The number of integers greater than 6000 that can be formed, using the digits 3, 5, 6, 7 and 8, without repetition is

We have five distinct digits, namely $$3,\,5,\,6,\,7,\,8$$. From these digits we wish to form integers that are greater than $$6000$$, and we are not allowed to repeat any digit in a single number.

Because every digit is positive and there is no zero, a number formed from these digits can be

$$\begin{aligned} \text{(i)} &\quad \text{a four-digit number},\\ \text{(ii)} &\quad \text{a five-digit number}. \end{aligned}$$

A three-digit number such as $$753$$ is obviously less than $$6000$$, so such numbers do not satisfy the condition. Hence we restrict our counting to four- and five-digit cases.

Counting the five-digit numbers - To get a five-digit number we must use all the digits $$3,\,5,\,6,\,7,\,8$$. The number of different five-digit arrangements of five distinct symbols is given by the permutation formula

$$^nP_n = n!,$$

where $$n=5$$. Therefore

$$5! = 5 \times 4 \times 3 \times 2 \times 1 = 120.$$

Every such number is at least $$35678$$, which is larger than $$6000$$, so all of these $$120$$ numbers are admissible.

Counting the four-digit numbers - A four-digit number is of the form $$\underline{\,a\,}\underline{\,b\,}\underline{\,c\,}\underline{\,d\,}$$, where the first digit $$a$$ is the thousands digit. For the entire number to exceed $$6000$$ we must have

$$a \ge 6.$$

The available choices for $$a$$ from our set $$\{3,5,6,7,8\}$$ that satisfy $$a \ge 6$$ are $$6,\,7,\,8$$. We consider each of these three possibilities one by one.

• First digit $$6$$: After fixing $$6$$ in the thousands place, the remaining three places must be filled with three distinct digits chosen from the set $$\{3,5,7,8\}$$ (four digits remain because we have already used $$6$$).
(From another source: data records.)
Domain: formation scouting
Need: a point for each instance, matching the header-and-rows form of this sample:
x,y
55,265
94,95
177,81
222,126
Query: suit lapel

The number of ways to choose the three required digits is the combination

$$^4C_3 = 4.$$

Once these three digits are chosen, they can be arranged in the hundreds, tens, and units places in $$3! = 6$$ different orders. So the total count for this first-digit choice is

$$4 \times 6 = 24.$$

• First digit $$7$$: Exactly the same reasoning applies. The set of remaining digits is $$\{3,5,6,8\}$$; we again have $$^4C_3 = 4$$ ways to pick the three digits and $$3! = 6$$ ways to arrange them, giving

$$4 \times 6 = 24$$

four-digit numbers beginning with $$7$$.

• First digit $$8$$: The remaining digits are $$\{3,5,6,7\}$$, and the identical calculation yields

$$4 \times 6 = 24$$

numbers.

Adding the contributions of the three admissible leading digits, the total number of four-digit integers exceeding $$6000$$ is

$$24 + 24 + 24 = 72.$$

Combining both cases - Finally, the total number of required integers is obtained by adding the five-digit and the four-digit counts:

$$120 \;(\text{five-digit}) \;+\; 72 \;(\text{four-digit}) \;=\; 192.$$

Hence, the correct answer is Option C.